The EL emission characteristics of PIN-diodes based on the GaN reference structure and the In_0.055Ga_0.945N/GaN DHS exhibit a vast change by variation of the DC voltage in the range 2–4 V under maintenance of the AC voltage at 2 Vp-p. An intensity-tuning of the ratio of the excitonic- to defect-related emission in UV–VIS is thus easily achieved in conjunction with the applied forward bias. In fact, group-III nitride based QW heterostructures exhibit much larger optical gains in case the optical matrix element is largely enhanced due to the disappearance of the internal field [111]. The exact emission energies of the EL components in UV–VIS and VIS–NIR were obtained by fitting the EL spectra with Gaussians. In case of the GaN PIN-diode operated at 2.4 V DC and 2 V_p-p AC, the UV emission is composed of a high intensity component at the GaN fundamental gap energy E_a (=E₀) = 3.414 eV, with particularly narrow bandwidth (FWHM) of Γ = 0.054 eV, and a broader low intensity component at E_DAP = 3.299 eV, Γ = 0.283 eV. In case of the PIN-diode of the In_0.055Ga_0.945N/GaN DHS, an additional EL component related to the excitonic emission of the InGaN/GaN quantum well heterostructure was observed. Following the trend of the UV emission of GaN, this additional EL band was enhanced as the DC voltage progressively increased.
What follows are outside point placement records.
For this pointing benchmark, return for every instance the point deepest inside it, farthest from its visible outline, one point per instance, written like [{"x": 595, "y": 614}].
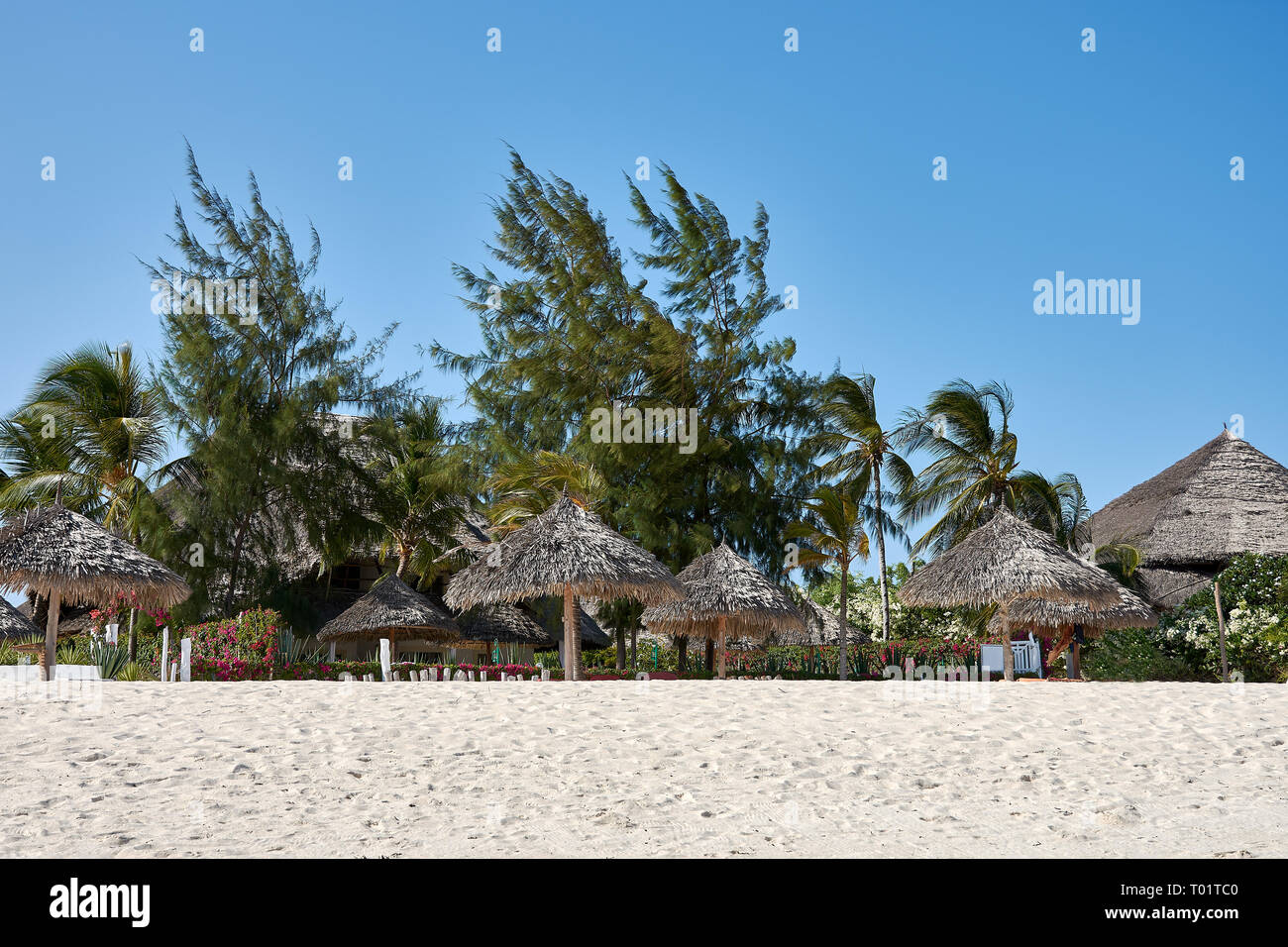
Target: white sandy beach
[{"x": 682, "y": 768}]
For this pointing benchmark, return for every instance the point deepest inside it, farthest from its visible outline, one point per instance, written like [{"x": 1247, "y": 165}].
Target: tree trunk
[
  {"x": 842, "y": 664},
  {"x": 570, "y": 656},
  {"x": 52, "y": 634},
  {"x": 720, "y": 626},
  {"x": 885, "y": 587},
  {"x": 1008, "y": 652}
]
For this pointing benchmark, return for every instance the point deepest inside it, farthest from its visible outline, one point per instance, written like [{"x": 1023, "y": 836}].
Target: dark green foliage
[{"x": 567, "y": 329}]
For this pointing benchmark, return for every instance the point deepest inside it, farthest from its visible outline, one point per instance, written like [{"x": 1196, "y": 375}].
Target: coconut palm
[
  {"x": 974, "y": 468},
  {"x": 102, "y": 419},
  {"x": 859, "y": 449},
  {"x": 832, "y": 536},
  {"x": 419, "y": 479}
]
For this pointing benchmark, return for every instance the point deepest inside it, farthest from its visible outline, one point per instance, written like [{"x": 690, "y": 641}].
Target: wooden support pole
[
  {"x": 1220, "y": 624},
  {"x": 52, "y": 635}
]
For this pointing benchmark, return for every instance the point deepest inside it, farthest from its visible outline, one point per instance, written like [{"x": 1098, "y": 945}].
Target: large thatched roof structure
[
  {"x": 1224, "y": 499},
  {"x": 721, "y": 586},
  {"x": 1003, "y": 561},
  {"x": 391, "y": 608},
  {"x": 53, "y": 549},
  {"x": 14, "y": 624},
  {"x": 563, "y": 547},
  {"x": 514, "y": 624},
  {"x": 567, "y": 552},
  {"x": 1131, "y": 611}
]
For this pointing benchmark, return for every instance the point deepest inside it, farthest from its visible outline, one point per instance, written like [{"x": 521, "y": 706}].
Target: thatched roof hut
[
  {"x": 14, "y": 624},
  {"x": 725, "y": 598},
  {"x": 514, "y": 624},
  {"x": 65, "y": 557},
  {"x": 1132, "y": 611},
  {"x": 391, "y": 609},
  {"x": 1003, "y": 562},
  {"x": 568, "y": 552},
  {"x": 1224, "y": 499}
]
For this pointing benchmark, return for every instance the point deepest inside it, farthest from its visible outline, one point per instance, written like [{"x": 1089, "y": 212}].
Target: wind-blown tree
[
  {"x": 974, "y": 468},
  {"x": 832, "y": 538},
  {"x": 532, "y": 483},
  {"x": 248, "y": 388},
  {"x": 858, "y": 450},
  {"x": 570, "y": 328},
  {"x": 419, "y": 483}
]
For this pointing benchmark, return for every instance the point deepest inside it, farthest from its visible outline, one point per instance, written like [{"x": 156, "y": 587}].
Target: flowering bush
[
  {"x": 241, "y": 648},
  {"x": 1254, "y": 598}
]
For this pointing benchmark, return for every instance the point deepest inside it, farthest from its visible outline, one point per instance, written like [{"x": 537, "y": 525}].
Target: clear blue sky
[{"x": 1104, "y": 165}]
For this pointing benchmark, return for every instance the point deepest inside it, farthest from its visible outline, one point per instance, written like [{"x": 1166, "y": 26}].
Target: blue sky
[{"x": 1104, "y": 165}]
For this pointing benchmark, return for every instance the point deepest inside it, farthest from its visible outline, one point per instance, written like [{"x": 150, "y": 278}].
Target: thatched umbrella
[
  {"x": 65, "y": 557},
  {"x": 1069, "y": 620},
  {"x": 14, "y": 624},
  {"x": 725, "y": 595},
  {"x": 389, "y": 609},
  {"x": 568, "y": 552},
  {"x": 1003, "y": 562}
]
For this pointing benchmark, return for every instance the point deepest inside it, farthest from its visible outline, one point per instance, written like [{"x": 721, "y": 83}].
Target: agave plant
[
  {"x": 110, "y": 659},
  {"x": 133, "y": 671}
]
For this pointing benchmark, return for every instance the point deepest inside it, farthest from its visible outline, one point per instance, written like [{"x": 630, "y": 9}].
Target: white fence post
[{"x": 165, "y": 654}]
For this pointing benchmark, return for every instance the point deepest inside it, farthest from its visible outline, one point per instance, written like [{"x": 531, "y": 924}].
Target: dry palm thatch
[
  {"x": 1224, "y": 499},
  {"x": 14, "y": 624},
  {"x": 63, "y": 556},
  {"x": 391, "y": 608},
  {"x": 55, "y": 551},
  {"x": 1005, "y": 561},
  {"x": 1067, "y": 618},
  {"x": 511, "y": 624},
  {"x": 725, "y": 596},
  {"x": 566, "y": 552}
]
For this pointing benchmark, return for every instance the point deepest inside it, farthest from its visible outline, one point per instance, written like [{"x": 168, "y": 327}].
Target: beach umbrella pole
[
  {"x": 570, "y": 634},
  {"x": 52, "y": 634},
  {"x": 1008, "y": 652},
  {"x": 721, "y": 633}
]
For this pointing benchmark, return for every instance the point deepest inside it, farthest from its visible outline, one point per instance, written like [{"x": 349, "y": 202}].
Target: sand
[{"x": 679, "y": 768}]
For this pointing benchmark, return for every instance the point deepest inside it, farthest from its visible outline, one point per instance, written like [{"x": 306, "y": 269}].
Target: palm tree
[
  {"x": 533, "y": 482},
  {"x": 832, "y": 538},
  {"x": 103, "y": 420},
  {"x": 419, "y": 487},
  {"x": 859, "y": 450},
  {"x": 974, "y": 472}
]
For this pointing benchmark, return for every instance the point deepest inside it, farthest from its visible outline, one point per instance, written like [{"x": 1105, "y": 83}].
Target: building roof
[{"x": 1224, "y": 499}]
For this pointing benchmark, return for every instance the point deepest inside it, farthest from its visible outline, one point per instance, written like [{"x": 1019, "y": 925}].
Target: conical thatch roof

The EL emission characteristics of PIN-diodes based on the In_0.15Al_0.85N/GaN, In_0.18Al_0.82N/GaN, and In_0.21Al_0.79N/GaN DHS were shadowed by the emission of the low energy gap GaN over-layers. The excitonic- and defect-related emission of GaN in dependence of the DC voltage, in Figure 11a,b, follows the same trend, as previously discussed. By comparison of the EL emission energy of In_xAl_1-xN/GaN PIN-diodes with x = 0.15, 0.18, and 0.21, at a fixed bias-voltage, a red-shift of the GaN barrier emission with the increase of indium content was evidenced, which indicates that the overall emission characteristics of the In_xAl_1-xN/GaN DHS appear red-shifted by an increase of indium in consistency with published literature [112].

4. Conclusions

Studies of the electro-optical response of PIN-diodes based on In_0.055Ga_0.945N/GaN and In_0.15Al_0.85N/GaN, In_0.18Al_0.82N/GaN, In_0.21Al_0.79N/GaN quantum well heterostructures revealed selective excitation of the three valence-split bands of the GaN barrier structure, E_a, E_b, and E_c, in deep well/shallow barrier InAlN/GaN DHS, which opens new possibilities for the fine adjustment of UV emission components. The strength of the polarization field extracted from the ER spectra of the In_0.21Al_0.79N/GaN DHS E_pol = 5.4 ± 1.6 MV/cm is in excellent agreement with the field value measured by CVM E_pol = 5.1 ± 0.8 MV/cm [45]. The strength and direction of the internal polarization field E_pol = −2.3 ± 0.3 MV/cm determined from Franz–Keldysh oscillations, in the electro-modulated spectra of the In_0.055Ga_0.945N/GaN DHS under flat-barrier conditions, are in agreement, within experimental and calculation errors, with the capacitance-voltage measurement results E_pol = −1.2 ± 0.4 MV/cm, which justifies the application of both optical and electrical characterization techniques for comparative studies of polarization fields in group-III nitrides. In addition, the (total) polarization field strength of In_xGa_1-xN (x = 0.055) obtained by ER and CVM and the strength E_pol = −0.50 ± 0.07 MV/cm obtained by CVM on In_xGa_1-xN (x = 0.08), in a previously published work [46], are in agreement, within statistical fluctuations, with the theoretically predicted values [19,26,38]. As expected, the (absolute) polarization field value extracted from the FKOs of (0001) oriented In_0.055Ga_0.945N/GaN, in this work, is significantly higher than the value E_pol = −0.575 ± 0.150 MV/cm measured by FKOs on a semipolar $\left(11\overline{2}2\right)$ oriented In_0.12Ga_0.88N quantum well [99].